Hannah asintió con la cabeza y se apartó molesta hacia un lado. Miraba a Robbie. Tenía planeado hablar, poner en orden las cosas entre ellos, pero la oportunidad pasó muy velozmente. La puerta se abrió y Emmeline irrumpió en la habitación.
—¡David, por fin! —exclamó—. Hemos estado tan aburridas, ansiosas por jugar El Juego. Hannah y yo ya hemos decidido, o casi, adónde ir. —Emmeline miró a su alrededor y vio a Robbie—. Hola, ¿quién eres tú?
—Robbie Hunter —le presentó David—. A Hannah ya la has conocido; ésta es mi hermana menor, Emmeline. Robbie ha venido de Eton.
—¿Te quedarás a pasar el fin de semana? —preguntó Emmeline, mirando de reojo a Hannah.
—Un poco más, si me lo permitís —respondió Robbie.
—Robbie no tenía planes para la Navidad —explicó David—. Pensé que también podría pasarla aquí, con nosotros.
—¿Todas las vacaciones de Navidad? —inquirió Hannah.
David asintió.
—Nos vendrá bien tener otras compañías.

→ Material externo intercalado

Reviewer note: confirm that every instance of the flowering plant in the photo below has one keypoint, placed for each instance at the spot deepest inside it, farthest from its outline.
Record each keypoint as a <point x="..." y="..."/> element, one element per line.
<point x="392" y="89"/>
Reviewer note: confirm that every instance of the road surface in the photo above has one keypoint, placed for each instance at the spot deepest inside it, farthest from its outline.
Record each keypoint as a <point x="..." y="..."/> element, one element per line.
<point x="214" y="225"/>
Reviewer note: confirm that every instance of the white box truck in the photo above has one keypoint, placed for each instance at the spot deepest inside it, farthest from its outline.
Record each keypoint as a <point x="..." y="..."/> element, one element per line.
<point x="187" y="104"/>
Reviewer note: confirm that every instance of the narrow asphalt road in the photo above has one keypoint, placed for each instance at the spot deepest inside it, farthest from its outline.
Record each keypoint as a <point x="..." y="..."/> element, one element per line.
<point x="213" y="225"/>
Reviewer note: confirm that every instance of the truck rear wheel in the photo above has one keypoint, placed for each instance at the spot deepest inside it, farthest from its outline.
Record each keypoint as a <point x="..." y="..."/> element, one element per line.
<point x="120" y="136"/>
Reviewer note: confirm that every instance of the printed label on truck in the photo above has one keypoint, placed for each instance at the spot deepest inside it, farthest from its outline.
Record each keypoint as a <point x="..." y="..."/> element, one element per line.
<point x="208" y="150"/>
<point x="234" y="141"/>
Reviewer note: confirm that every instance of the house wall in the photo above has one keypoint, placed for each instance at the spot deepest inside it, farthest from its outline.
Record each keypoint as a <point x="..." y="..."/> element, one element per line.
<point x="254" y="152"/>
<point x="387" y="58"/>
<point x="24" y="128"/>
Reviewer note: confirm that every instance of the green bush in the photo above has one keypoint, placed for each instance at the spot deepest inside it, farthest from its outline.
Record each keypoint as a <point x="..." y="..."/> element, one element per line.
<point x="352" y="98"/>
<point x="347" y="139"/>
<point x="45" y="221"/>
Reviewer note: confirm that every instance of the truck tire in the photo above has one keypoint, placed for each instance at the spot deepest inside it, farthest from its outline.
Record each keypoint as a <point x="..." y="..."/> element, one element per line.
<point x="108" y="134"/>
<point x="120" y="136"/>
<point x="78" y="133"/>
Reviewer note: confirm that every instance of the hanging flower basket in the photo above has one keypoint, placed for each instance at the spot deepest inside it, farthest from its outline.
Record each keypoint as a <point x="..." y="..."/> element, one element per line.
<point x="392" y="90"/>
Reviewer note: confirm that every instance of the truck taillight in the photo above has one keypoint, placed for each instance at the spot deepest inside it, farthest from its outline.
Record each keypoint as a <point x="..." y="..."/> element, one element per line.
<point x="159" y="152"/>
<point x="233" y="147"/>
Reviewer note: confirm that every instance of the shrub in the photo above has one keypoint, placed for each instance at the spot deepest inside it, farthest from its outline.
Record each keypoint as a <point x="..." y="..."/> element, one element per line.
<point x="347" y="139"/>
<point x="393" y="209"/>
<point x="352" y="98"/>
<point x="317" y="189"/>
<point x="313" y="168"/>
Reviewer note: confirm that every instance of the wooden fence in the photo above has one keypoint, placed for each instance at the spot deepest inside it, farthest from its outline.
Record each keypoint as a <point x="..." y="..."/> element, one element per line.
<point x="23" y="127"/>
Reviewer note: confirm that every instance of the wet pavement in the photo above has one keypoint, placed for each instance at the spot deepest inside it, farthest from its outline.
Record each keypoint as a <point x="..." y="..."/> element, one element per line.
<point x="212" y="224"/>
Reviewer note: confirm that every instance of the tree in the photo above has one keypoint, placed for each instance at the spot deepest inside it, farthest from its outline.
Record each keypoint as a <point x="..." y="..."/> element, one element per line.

Si no, nos volveremos locos.
Desde mi lugar, pude percibir la irritación de Hannah. Sus manos se habían posado en el arcón chino. Pensaba en El Juego. Regla número tres: sólo tres pueden jugarlo. Los episodios imaginados, las aventuras previstas se esfumaban. Hannah le lanzó a David una mirada claramente acusadora, que él fingió no advertir.
—Fijaos en la altura de este árbol —señaló David con renovada alegría—. Deberíamos empezar a adornarlo ya si queremos que esté terminado para la Navidad.
Sus hermanas permanecieron en su lugar.
—Ven, Emmeline. —David cogió la caja de adornos que estaba en el suelo y la puso sobre la mesa, evitando cruzar su mirada con la de Hannah—. Muéstrale a Robbie cómo se hace —la animó.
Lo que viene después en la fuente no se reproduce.